Kepler's Third Law

An interactive demonstration showing how the semi-major axis of an orbit is related to the orbital period.

Kepler's Third Law tells us that the square of the orbital period of an orbiting body is proportional to the cube of the semi-major axis of its orbit. The relationship can be written to give us the period, $$T$$:

$T = 2 \pi \sqrt{\frac{a^3}{GM} }$

Where $$a$$ is the semi-major axis (which, in the case of circular orbits, is equivalent to the radius of the orbit), $$G$$ is the universal gravitational constant and $$M$$ is the mass of the body being orbited.

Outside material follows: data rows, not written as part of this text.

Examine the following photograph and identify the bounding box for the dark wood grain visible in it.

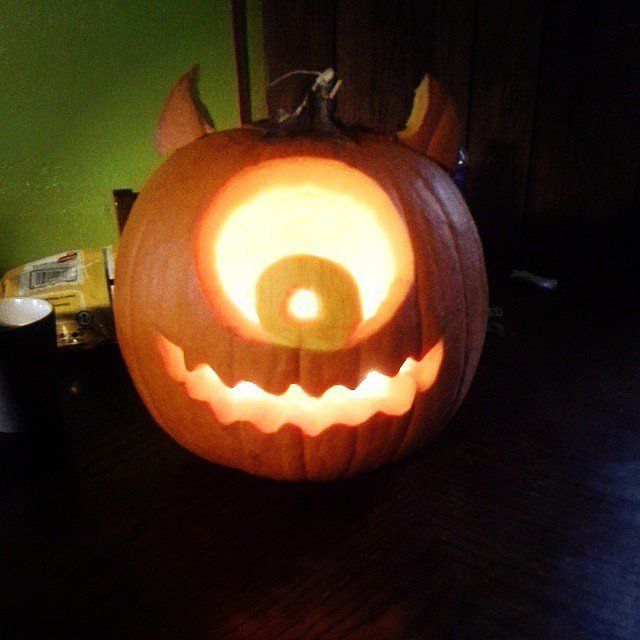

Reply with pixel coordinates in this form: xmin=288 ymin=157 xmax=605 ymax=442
xmin=262 ymin=0 xmax=335 ymax=117
xmin=527 ymin=1 xmax=640 ymax=264
xmin=336 ymin=0 xmax=473 ymax=133
xmin=231 ymin=0 xmax=252 ymax=124
xmin=468 ymin=0 xmax=542 ymax=269
xmin=0 ymin=264 xmax=640 ymax=640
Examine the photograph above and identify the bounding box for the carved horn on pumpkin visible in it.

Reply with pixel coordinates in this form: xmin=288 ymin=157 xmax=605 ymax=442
xmin=156 ymin=65 xmax=214 ymax=155
xmin=398 ymin=75 xmax=462 ymax=171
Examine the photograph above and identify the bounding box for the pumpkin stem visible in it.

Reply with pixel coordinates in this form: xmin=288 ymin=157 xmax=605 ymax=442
xmin=266 ymin=68 xmax=348 ymax=138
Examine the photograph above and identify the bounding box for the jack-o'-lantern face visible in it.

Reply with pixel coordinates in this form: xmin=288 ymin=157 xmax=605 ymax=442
xmin=115 ymin=70 xmax=486 ymax=479
xmin=158 ymin=157 xmax=443 ymax=435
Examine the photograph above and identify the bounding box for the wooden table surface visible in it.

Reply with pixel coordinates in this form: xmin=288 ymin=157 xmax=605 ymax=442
xmin=0 ymin=276 xmax=640 ymax=640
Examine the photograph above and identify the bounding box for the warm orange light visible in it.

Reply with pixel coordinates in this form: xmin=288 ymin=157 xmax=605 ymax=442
xmin=157 ymin=336 xmax=444 ymax=435
xmin=196 ymin=157 xmax=414 ymax=348
xmin=287 ymin=289 xmax=320 ymax=322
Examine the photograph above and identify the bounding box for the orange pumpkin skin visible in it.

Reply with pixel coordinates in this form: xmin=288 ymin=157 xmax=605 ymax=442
xmin=114 ymin=128 xmax=487 ymax=480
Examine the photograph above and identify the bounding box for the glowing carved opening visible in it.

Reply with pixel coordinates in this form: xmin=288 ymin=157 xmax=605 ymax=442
xmin=196 ymin=157 xmax=414 ymax=342
xmin=287 ymin=289 xmax=320 ymax=322
xmin=157 ymin=336 xmax=444 ymax=435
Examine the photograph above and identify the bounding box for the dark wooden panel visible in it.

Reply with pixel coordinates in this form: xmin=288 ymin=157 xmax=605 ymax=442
xmin=468 ymin=0 xmax=542 ymax=268
xmin=336 ymin=0 xmax=473 ymax=133
xmin=262 ymin=0 xmax=335 ymax=116
xmin=527 ymin=1 xmax=640 ymax=270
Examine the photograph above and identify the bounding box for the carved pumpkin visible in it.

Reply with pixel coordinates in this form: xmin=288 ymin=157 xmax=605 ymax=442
xmin=115 ymin=74 xmax=487 ymax=479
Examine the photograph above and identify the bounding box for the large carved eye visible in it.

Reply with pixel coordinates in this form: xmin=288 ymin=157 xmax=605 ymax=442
xmin=195 ymin=157 xmax=414 ymax=350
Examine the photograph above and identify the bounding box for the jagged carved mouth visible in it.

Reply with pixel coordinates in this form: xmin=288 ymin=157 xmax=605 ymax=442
xmin=157 ymin=335 xmax=444 ymax=435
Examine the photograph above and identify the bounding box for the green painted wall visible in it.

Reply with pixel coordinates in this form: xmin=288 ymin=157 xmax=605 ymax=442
xmin=0 ymin=0 xmax=264 ymax=274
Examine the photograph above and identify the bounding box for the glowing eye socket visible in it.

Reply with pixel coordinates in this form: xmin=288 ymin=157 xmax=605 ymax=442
xmin=195 ymin=157 xmax=413 ymax=348
xmin=287 ymin=289 xmax=320 ymax=322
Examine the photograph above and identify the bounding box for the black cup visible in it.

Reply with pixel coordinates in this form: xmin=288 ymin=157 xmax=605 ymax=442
xmin=0 ymin=297 xmax=57 ymax=433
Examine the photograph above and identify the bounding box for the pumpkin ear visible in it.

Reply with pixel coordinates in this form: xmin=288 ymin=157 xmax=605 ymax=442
xmin=156 ymin=65 xmax=214 ymax=155
xmin=398 ymin=75 xmax=462 ymax=171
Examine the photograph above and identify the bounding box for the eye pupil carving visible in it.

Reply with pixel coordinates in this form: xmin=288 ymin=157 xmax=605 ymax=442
xmin=256 ymin=255 xmax=362 ymax=350
xmin=287 ymin=287 xmax=321 ymax=322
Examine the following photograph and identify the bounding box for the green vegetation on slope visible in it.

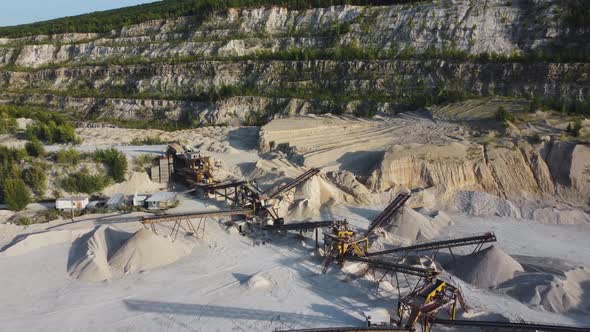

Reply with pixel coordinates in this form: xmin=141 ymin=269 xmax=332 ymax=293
xmin=0 ymin=105 xmax=79 ymax=144
xmin=0 ymin=0 xmax=423 ymax=37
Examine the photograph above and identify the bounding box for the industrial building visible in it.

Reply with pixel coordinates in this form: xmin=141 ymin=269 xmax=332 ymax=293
xmin=145 ymin=191 xmax=178 ymax=210
xmin=150 ymin=143 xmax=214 ymax=185
xmin=106 ymin=193 xmax=125 ymax=210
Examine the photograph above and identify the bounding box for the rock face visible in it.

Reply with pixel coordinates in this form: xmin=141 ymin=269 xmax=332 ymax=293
xmin=370 ymin=141 xmax=590 ymax=208
xmin=0 ymin=0 xmax=590 ymax=124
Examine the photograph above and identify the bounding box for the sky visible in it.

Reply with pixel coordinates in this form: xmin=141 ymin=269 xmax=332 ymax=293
xmin=0 ymin=0 xmax=156 ymax=26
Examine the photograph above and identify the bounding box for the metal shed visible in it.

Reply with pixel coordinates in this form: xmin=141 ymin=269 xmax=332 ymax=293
xmin=107 ymin=193 xmax=125 ymax=210
xmin=145 ymin=191 xmax=178 ymax=210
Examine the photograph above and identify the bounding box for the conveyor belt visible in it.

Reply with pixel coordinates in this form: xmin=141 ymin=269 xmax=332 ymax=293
xmin=365 ymin=193 xmax=410 ymax=236
xmin=366 ymin=233 xmax=496 ymax=257
xmin=275 ymin=326 xmax=412 ymax=332
xmin=268 ymin=168 xmax=320 ymax=198
xmin=346 ymin=257 xmax=438 ymax=278
xmin=196 ymin=181 xmax=246 ymax=190
xmin=264 ymin=220 xmax=334 ymax=231
xmin=141 ymin=209 xmax=252 ymax=224
xmin=431 ymin=318 xmax=590 ymax=332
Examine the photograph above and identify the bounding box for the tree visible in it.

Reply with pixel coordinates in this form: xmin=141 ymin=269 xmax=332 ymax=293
xmin=565 ymin=119 xmax=582 ymax=137
xmin=496 ymin=106 xmax=514 ymax=122
xmin=55 ymin=147 xmax=80 ymax=165
xmin=25 ymin=137 xmax=45 ymax=157
xmin=4 ymin=179 xmax=31 ymax=211
xmin=94 ymin=148 xmax=127 ymax=182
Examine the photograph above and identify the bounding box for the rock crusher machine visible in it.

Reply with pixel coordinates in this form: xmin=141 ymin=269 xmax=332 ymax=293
xmin=397 ymin=278 xmax=467 ymax=332
xmin=323 ymin=193 xmax=410 ymax=273
xmin=197 ymin=168 xmax=320 ymax=226
xmin=166 ymin=143 xmax=215 ymax=185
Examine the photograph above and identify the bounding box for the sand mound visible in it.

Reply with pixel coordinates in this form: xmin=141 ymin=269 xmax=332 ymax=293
xmin=68 ymin=226 xmax=131 ymax=281
xmin=455 ymin=191 xmax=521 ymax=218
xmin=104 ymin=172 xmax=162 ymax=196
xmin=449 ymin=246 xmax=524 ymax=288
xmin=500 ymin=268 xmax=590 ymax=313
xmin=532 ymin=207 xmax=590 ymax=225
xmin=383 ymin=207 xmax=448 ymax=241
xmin=68 ymin=226 xmax=191 ymax=282
xmin=0 ymin=230 xmax=88 ymax=256
xmin=246 ymin=273 xmax=273 ymax=290
xmin=109 ymin=228 xmax=191 ymax=273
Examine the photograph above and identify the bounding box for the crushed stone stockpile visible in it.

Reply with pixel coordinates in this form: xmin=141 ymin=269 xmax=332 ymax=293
xmin=0 ymin=226 xmax=192 ymax=282
xmin=447 ymin=246 xmax=524 ymax=288
xmin=499 ymin=268 xmax=590 ymax=313
xmin=68 ymin=226 xmax=192 ymax=281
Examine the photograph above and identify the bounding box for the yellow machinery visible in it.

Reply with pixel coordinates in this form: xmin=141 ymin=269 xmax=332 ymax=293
xmin=166 ymin=143 xmax=214 ymax=185
xmin=397 ymin=279 xmax=467 ymax=332
xmin=324 ymin=220 xmax=369 ymax=270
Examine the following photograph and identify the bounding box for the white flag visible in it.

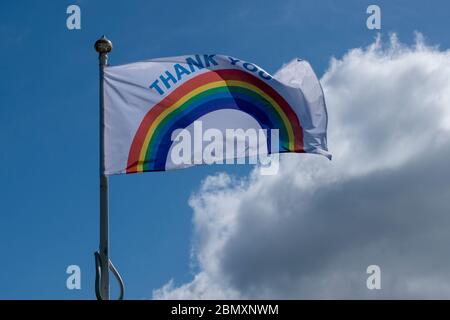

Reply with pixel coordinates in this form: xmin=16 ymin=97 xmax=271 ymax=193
xmin=104 ymin=54 xmax=330 ymax=175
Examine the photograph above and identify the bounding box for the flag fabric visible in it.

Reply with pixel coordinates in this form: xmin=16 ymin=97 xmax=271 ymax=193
xmin=103 ymin=54 xmax=331 ymax=175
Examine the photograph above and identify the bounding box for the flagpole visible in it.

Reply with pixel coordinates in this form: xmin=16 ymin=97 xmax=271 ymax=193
xmin=95 ymin=36 xmax=112 ymax=300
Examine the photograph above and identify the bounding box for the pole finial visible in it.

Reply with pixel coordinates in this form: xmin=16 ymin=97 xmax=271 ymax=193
xmin=94 ymin=35 xmax=112 ymax=54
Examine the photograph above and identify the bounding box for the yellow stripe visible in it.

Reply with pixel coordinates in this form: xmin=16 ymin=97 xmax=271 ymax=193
xmin=137 ymin=80 xmax=294 ymax=172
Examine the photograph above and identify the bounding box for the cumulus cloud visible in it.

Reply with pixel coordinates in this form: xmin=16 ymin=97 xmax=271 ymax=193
xmin=153 ymin=36 xmax=450 ymax=299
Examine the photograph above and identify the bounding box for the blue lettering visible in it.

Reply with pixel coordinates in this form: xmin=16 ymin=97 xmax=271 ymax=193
xmin=159 ymin=71 xmax=177 ymax=89
xmin=186 ymin=54 xmax=205 ymax=72
xmin=173 ymin=63 xmax=190 ymax=81
xmin=228 ymin=57 xmax=241 ymax=66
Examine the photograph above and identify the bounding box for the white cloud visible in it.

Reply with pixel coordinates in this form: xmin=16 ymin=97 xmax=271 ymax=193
xmin=154 ymin=36 xmax=450 ymax=299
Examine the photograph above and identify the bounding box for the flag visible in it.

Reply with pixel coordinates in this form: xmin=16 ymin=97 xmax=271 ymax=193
xmin=103 ymin=54 xmax=330 ymax=175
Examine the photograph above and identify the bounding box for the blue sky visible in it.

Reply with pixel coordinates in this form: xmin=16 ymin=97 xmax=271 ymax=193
xmin=0 ymin=0 xmax=450 ymax=299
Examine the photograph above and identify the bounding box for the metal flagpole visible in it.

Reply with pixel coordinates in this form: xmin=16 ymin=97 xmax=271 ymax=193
xmin=95 ymin=36 xmax=124 ymax=300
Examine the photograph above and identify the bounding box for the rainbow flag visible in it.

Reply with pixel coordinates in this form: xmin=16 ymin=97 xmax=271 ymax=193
xmin=104 ymin=54 xmax=330 ymax=175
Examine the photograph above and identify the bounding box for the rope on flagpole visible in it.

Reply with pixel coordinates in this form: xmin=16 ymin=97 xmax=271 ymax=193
xmin=94 ymin=36 xmax=124 ymax=300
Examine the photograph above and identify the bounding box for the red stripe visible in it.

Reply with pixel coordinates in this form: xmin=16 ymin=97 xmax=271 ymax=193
xmin=127 ymin=69 xmax=303 ymax=173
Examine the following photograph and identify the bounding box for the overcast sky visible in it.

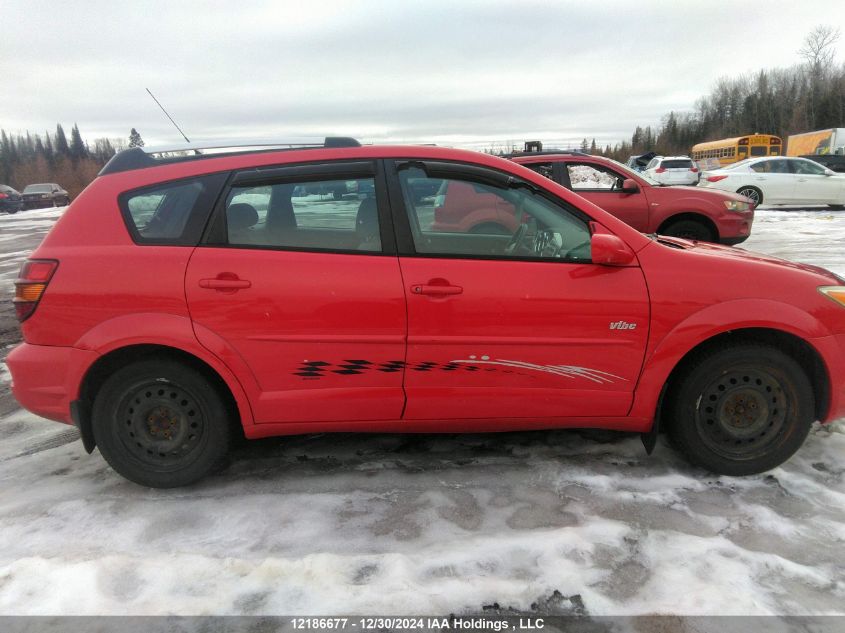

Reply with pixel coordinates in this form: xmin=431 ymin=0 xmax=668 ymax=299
xmin=0 ymin=0 xmax=845 ymax=147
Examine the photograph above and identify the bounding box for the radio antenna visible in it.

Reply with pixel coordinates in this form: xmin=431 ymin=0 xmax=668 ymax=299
xmin=144 ymin=88 xmax=191 ymax=143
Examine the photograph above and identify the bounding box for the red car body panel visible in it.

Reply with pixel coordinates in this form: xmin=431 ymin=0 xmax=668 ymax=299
xmin=512 ymin=154 xmax=754 ymax=244
xmin=7 ymin=147 xmax=845 ymax=450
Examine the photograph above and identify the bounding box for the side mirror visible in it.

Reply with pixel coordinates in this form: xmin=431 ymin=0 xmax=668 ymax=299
xmin=622 ymin=178 xmax=640 ymax=193
xmin=590 ymin=233 xmax=635 ymax=266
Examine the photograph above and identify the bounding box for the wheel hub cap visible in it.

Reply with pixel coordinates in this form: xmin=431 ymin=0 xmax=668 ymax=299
xmin=696 ymin=369 xmax=789 ymax=457
xmin=118 ymin=382 xmax=205 ymax=466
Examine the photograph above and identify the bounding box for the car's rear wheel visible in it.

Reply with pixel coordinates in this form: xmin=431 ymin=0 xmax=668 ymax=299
xmin=737 ymin=187 xmax=763 ymax=206
xmin=92 ymin=360 xmax=230 ymax=488
xmin=661 ymin=220 xmax=716 ymax=242
xmin=664 ymin=344 xmax=815 ymax=475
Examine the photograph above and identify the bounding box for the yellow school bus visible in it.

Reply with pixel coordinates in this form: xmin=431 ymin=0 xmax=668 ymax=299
xmin=690 ymin=134 xmax=783 ymax=169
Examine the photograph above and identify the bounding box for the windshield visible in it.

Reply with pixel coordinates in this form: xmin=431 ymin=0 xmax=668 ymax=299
xmin=608 ymin=158 xmax=663 ymax=187
xmin=23 ymin=185 xmax=53 ymax=193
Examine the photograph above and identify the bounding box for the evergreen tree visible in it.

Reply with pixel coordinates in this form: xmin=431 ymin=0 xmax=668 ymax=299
xmin=56 ymin=123 xmax=70 ymax=156
xmin=69 ymin=123 xmax=88 ymax=160
xmin=129 ymin=127 xmax=144 ymax=147
xmin=44 ymin=132 xmax=56 ymax=164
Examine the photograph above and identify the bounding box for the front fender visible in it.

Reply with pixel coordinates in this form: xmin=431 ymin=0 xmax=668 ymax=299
xmin=629 ymin=299 xmax=831 ymax=420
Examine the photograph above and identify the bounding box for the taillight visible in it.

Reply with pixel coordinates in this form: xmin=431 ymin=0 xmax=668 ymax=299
xmin=15 ymin=259 xmax=59 ymax=322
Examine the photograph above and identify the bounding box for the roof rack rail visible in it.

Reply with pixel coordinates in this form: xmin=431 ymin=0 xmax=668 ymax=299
xmin=98 ymin=136 xmax=361 ymax=176
xmin=502 ymin=149 xmax=592 ymax=158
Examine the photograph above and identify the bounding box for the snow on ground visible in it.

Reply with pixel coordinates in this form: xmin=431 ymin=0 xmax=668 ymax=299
xmin=0 ymin=204 xmax=845 ymax=615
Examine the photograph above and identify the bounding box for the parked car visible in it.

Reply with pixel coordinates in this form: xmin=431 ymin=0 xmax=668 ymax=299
xmin=0 ymin=185 xmax=23 ymax=213
xmin=23 ymin=182 xmax=70 ymax=209
xmin=6 ymin=139 xmax=845 ymax=487
xmin=624 ymin=149 xmax=657 ymax=172
xmin=699 ymin=156 xmax=845 ymax=209
xmin=512 ymin=152 xmax=754 ymax=245
xmin=643 ymin=156 xmax=701 ymax=185
xmin=800 ymin=154 xmax=845 ymax=174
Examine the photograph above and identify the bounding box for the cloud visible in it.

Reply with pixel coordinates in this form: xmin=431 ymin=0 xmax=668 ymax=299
xmin=0 ymin=0 xmax=845 ymax=144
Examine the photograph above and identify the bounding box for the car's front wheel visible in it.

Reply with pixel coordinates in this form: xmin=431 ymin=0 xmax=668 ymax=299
xmin=92 ymin=360 xmax=230 ymax=488
xmin=737 ymin=187 xmax=763 ymax=206
xmin=664 ymin=344 xmax=815 ymax=475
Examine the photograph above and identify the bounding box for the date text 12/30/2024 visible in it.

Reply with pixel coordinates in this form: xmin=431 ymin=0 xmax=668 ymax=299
xmin=291 ymin=616 xmax=544 ymax=632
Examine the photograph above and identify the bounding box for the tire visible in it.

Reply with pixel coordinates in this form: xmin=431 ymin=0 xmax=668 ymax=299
xmin=469 ymin=222 xmax=513 ymax=235
xmin=736 ymin=185 xmax=763 ymax=207
xmin=661 ymin=220 xmax=717 ymax=242
xmin=667 ymin=344 xmax=815 ymax=476
xmin=92 ymin=360 xmax=231 ymax=488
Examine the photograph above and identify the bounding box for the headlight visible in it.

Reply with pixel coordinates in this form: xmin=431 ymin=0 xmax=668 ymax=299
xmin=819 ymin=286 xmax=845 ymax=307
xmin=723 ymin=200 xmax=751 ymax=211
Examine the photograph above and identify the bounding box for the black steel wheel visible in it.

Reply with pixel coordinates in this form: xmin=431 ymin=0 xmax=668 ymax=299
xmin=737 ymin=186 xmax=763 ymax=206
xmin=92 ymin=361 xmax=229 ymax=488
xmin=661 ymin=220 xmax=717 ymax=242
xmin=668 ymin=344 xmax=815 ymax=475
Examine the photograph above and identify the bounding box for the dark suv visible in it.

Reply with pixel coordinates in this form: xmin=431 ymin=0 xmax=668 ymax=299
xmin=0 ymin=185 xmax=23 ymax=213
xmin=23 ymin=182 xmax=70 ymax=209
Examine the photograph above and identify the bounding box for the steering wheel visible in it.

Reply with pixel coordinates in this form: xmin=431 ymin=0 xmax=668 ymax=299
xmin=505 ymin=224 xmax=528 ymax=255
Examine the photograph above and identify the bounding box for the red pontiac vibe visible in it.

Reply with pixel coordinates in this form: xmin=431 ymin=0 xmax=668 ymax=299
xmin=7 ymin=138 xmax=845 ymax=487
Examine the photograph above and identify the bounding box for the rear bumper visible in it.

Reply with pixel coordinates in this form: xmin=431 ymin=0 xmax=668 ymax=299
xmin=716 ymin=211 xmax=754 ymax=246
xmin=6 ymin=343 xmax=97 ymax=424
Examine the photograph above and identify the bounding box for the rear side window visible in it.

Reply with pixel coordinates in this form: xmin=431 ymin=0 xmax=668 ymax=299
xmin=660 ymin=159 xmax=692 ymax=169
xmin=119 ymin=174 xmax=226 ymax=246
xmin=225 ymin=178 xmax=382 ymax=253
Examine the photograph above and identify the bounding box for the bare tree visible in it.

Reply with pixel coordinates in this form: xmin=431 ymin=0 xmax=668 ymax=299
xmin=798 ymin=24 xmax=841 ymax=75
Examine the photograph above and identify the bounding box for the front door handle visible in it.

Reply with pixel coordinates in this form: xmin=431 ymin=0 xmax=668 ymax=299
xmin=411 ymin=284 xmax=464 ymax=297
xmin=199 ymin=273 xmax=252 ymax=292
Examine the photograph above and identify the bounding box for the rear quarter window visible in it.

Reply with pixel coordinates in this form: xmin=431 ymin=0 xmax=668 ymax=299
xmin=118 ymin=174 xmax=227 ymax=246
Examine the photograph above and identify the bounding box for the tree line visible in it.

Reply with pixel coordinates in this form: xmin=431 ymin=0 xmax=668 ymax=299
xmin=600 ymin=26 xmax=845 ymax=161
xmin=0 ymin=123 xmax=144 ymax=198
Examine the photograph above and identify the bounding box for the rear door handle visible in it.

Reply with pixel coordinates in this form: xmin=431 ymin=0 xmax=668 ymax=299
xmin=199 ymin=273 xmax=252 ymax=292
xmin=411 ymin=284 xmax=464 ymax=297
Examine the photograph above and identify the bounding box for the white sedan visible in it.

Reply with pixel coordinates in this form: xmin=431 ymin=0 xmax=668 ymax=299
xmin=698 ymin=156 xmax=845 ymax=208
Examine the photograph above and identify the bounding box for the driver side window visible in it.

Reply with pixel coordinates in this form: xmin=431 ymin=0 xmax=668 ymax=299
xmin=399 ymin=167 xmax=590 ymax=262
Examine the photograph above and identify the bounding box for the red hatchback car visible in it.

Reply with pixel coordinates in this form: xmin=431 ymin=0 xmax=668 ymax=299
xmin=7 ymin=139 xmax=845 ymax=487
xmin=511 ymin=151 xmax=755 ymax=245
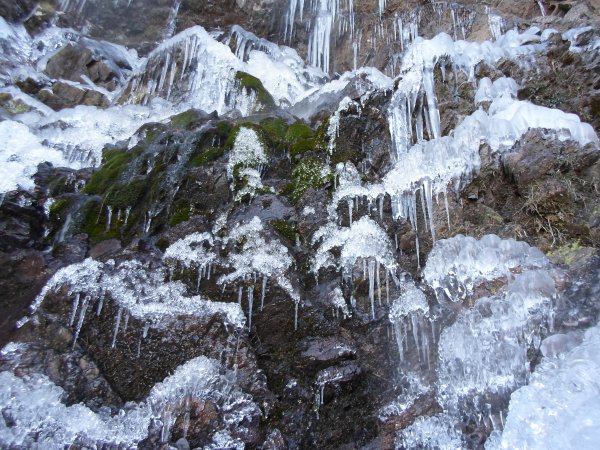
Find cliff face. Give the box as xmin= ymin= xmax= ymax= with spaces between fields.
xmin=0 ymin=0 xmax=600 ymax=449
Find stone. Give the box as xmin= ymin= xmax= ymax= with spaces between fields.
xmin=88 ymin=239 xmax=121 ymax=259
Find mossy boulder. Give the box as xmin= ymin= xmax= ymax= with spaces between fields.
xmin=235 ymin=71 xmax=275 ymax=110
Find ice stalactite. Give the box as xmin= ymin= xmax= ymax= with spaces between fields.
xmin=73 ymin=295 xmax=91 ymax=348
xmin=369 ymin=261 xmax=375 ymax=319
xmin=104 ymin=206 xmax=112 ymax=233
xmin=0 ymin=357 xmax=260 ymax=449
xmin=312 ymin=216 xmax=396 ymax=318
xmin=110 ymin=307 xmax=123 ymax=348
xmin=260 ymin=275 xmax=267 ymax=311
xmin=69 ymin=292 xmax=81 ymax=327
xmin=389 ymin=282 xmax=430 ymax=364
xmin=486 ymin=6 xmax=504 ymax=40
xmin=308 ymin=0 xmax=355 ymax=72
xmin=248 ymin=286 xmax=254 ymax=331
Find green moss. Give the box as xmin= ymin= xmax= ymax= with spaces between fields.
xmin=235 ymin=71 xmax=275 ymax=106
xmin=84 ymin=148 xmax=143 ymax=195
xmin=290 ymin=138 xmax=318 ymax=156
xmin=154 ymin=237 xmax=171 ymax=253
xmin=285 ymin=121 xmax=314 ymax=143
xmin=224 ymin=122 xmax=269 ymax=153
xmin=171 ymin=109 xmax=200 ymax=128
xmin=105 ymin=179 xmax=149 ymax=208
xmin=188 ymin=147 xmax=225 ymax=167
xmin=260 ymin=119 xmax=288 ymax=143
xmin=81 ymin=202 xmax=119 ymax=245
xmin=169 ymin=205 xmax=190 ymax=226
xmin=283 ymin=157 xmax=331 ymax=202
xmin=49 ymin=199 xmax=72 ymax=219
xmin=0 ymin=93 xmax=31 ymax=116
xmin=271 ymin=220 xmax=298 ymax=242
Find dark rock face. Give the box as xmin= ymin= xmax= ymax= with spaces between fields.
xmin=0 ymin=0 xmax=600 ymax=449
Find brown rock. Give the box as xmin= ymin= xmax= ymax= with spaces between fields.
xmin=88 ymin=239 xmax=121 ymax=259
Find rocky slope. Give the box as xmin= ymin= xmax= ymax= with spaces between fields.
xmin=0 ymin=0 xmax=600 ymax=449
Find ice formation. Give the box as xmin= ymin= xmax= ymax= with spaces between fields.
xmin=219 ymin=217 xmax=300 ymax=302
xmin=25 ymin=258 xmax=245 ymax=338
xmin=396 ymin=414 xmax=464 ymax=450
xmin=388 ymin=283 xmax=432 ymax=362
xmin=227 ymin=127 xmax=269 ymax=179
xmin=486 ymin=325 xmax=600 ymax=449
xmin=423 ymin=234 xmax=549 ymax=301
xmin=438 ymin=270 xmax=556 ymax=409
xmin=0 ymin=120 xmax=67 ymax=194
xmin=0 ymin=357 xmax=260 ymax=449
xmin=312 ymin=216 xmax=396 ymax=318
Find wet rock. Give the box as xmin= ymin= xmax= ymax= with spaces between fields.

If we consider circular orbits only, a derivation of the above equation follows from Newton's Law of Gravitation and centripetal acceleration. For an object locked in a circular orbit, the acceleration due to gravity must equal the centripetal acceleration.

From Newton, we have:

$F = ma = \frac{GMm}{r^2}$ $a = \frac{GM}{r^2}$

The equation for centripetal acceleration is

$a = \frac{v^2}{r}$

Equating the two equations for acceleration gives

$\frac{v^2}{r} = \frac{GM}{r^2}$ $v = \sqrt{\frac{GM}{r}}$

From here, to calculate the orbital period, $$T$$, you need to divide the distance travelled, ie the circumference of the orbit, $$2 \pi r$$, by the speed, $$v$$

$\frac{2 \pi r}{\sqrt{\frac{GM}{r}}}$

Which, via some algebraic manipulation simplifies to:

$T = 2 \pi \sqrt{\frac{r^3}{GM} }$

The demo above shows two planets in circular orbits around a star. Using the sliders, you can see how increasing the radius increases the orbital period (in other words, it makes the planet move slower). Increasing the mass of the star decreases the period, meaning the planets move faster.